People in the North want a better, more prosperous future as much as anyone in the South.
If you were to take the Taoiseach’s logic – that we can’t have this conversation because it is “divisive” and might fail – and apply it to the peace process, then we would never have even had a Belfast Agreement. It was widely considered at the time that the referendum would pass it the Republic, but there were serious concerns that it could fail in Northern Ireland. Yet political leaders led, taking far greater risks in a political landscape that was, at the time, potentially lethal.
This is the kind of bold political leadership this process deserves. There have always been those opposed to the peace process. Their existence is no reason to stifle democracy.

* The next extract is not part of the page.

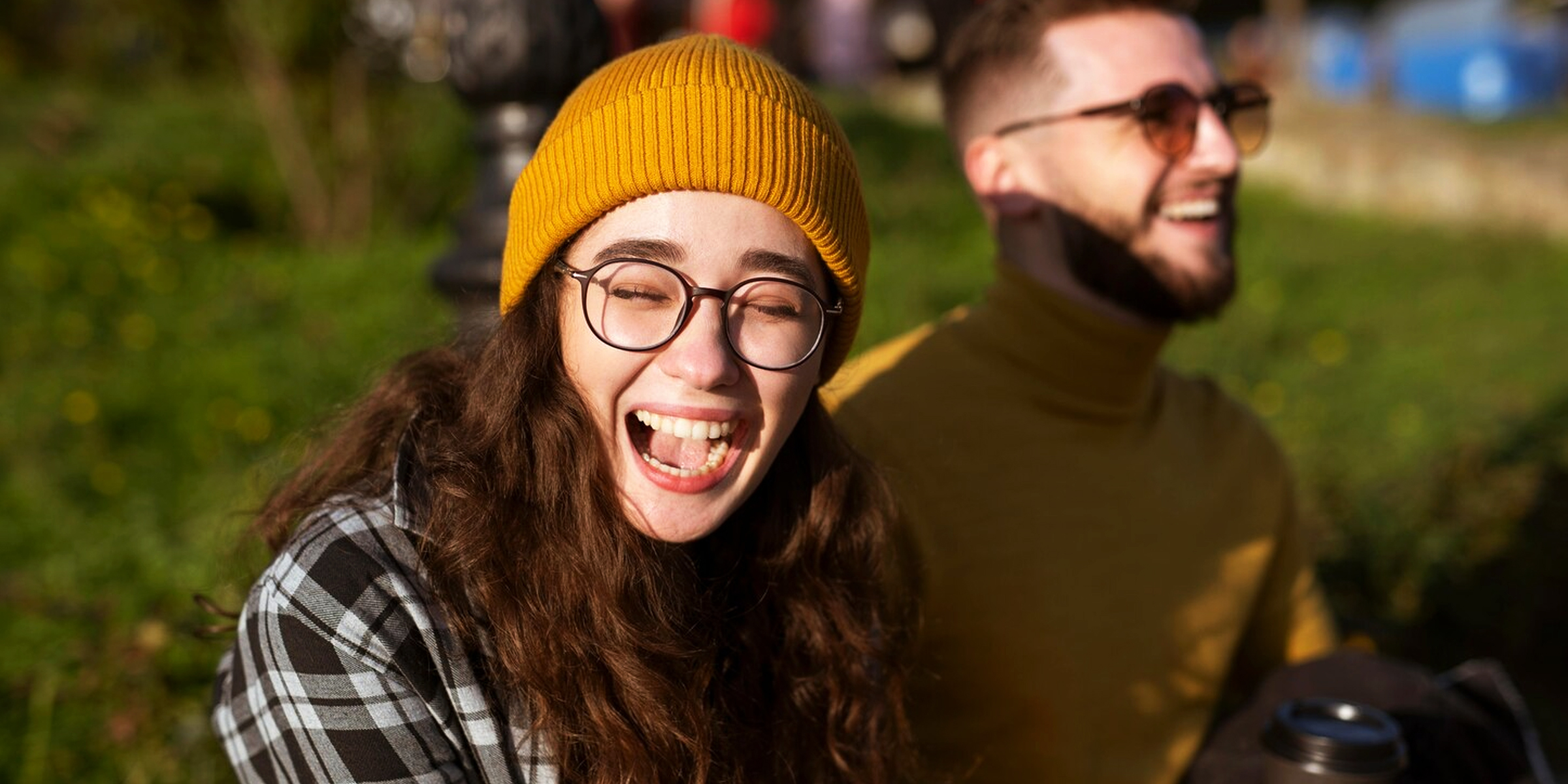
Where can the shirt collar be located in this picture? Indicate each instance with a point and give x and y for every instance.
(1071, 355)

All referendums, by their nature, are divisive. There will be a ‘yes’ and ‘no’ campaign, and many unionists will support the ‘no’ campaign. This reality should not be feared, but instead respected as a fundamental component of the democratic process that people voted for in the Good Friday Agreement in 1998.
In response to Varadkar’s comments, Sinn Féin deputy leader Michelle O’Neill called on him to “roll up his sleeves and get to work around the preparation and planning for constitutional change.”
Undoubtedly, there is a constitutional imperative on the Irish Government to prepare for the reunification of this island as outlined in the Irish Constitution.
But as the party that defines itself as the United Ireland party, just what is Sinn Féin’s vision? Is it a federal or confederal arrangement? Continued devolution? A unitary state? A 2016 party paper titled ‘Towards a New Ireland’ listed all three as possibilities without offering any indication of the party’s preference. Herein lies the fundamental problem with advancing this conversation: no pro-unity party has staked their flag. They appear unable or unwilling to put forward a vision with any depth.
It has been seven years since the Brexit referendum. Following Northern Ireland’s vote to remain in the European Union, Sinn Féin began calling for a Border poll. In 2017, SDLP leader Colum Eastwood said he expected a poll after the Brexit negotiations concluded. Yet policy documents and clear proposals have yet to materialise.
Varadkar states that he supports a United Ireland. As the leader of Fine Gael, why then is his party so averse to planning for it? Fianna Fáil styles itself as the republican party dedicated to securing “the unity of Ireland and its people” – how exactly does it plan to achieve that outcome?
For many, constitutional change represents opportunity. A return to the European Union, a free at the point of access health service, a chance to renew investment in rural Ireland, to decentralise our governance, to have our say on creating a new, inclusive, modern Irish society. But change is also scary – it’s the unknown, and there exists across the island of Ireland hundreds of thousands of people waiting for something they can believe in. To ignore the path that this island is on is reckless in the extreme. Demographics are shifting, the tide is turning. Have we learned nothing from Brexit?
Society consists of 50 per cent women; one in every five people in Ireland belong to an ethnic minority; and almost one in five people in Northern Ireland have a disability. If we are to create a new Ireland, it has to be one for all, and that necessitates the inclusion of all communities representative of society in conversations and debates.
Pro-unity parties need to move beyond slogans and begin tackling the issues. How are we going to merge two widely divergent education systems? Will schools remain under Catholic patronage? Will Irish language be mandatory? Will children sit leaving certs or GCSEs? This is one of many complex areas rife with questions that need to be answered, and there’s a responsibility not just on the Government, but all those advocating for a new Ireland, to answer them.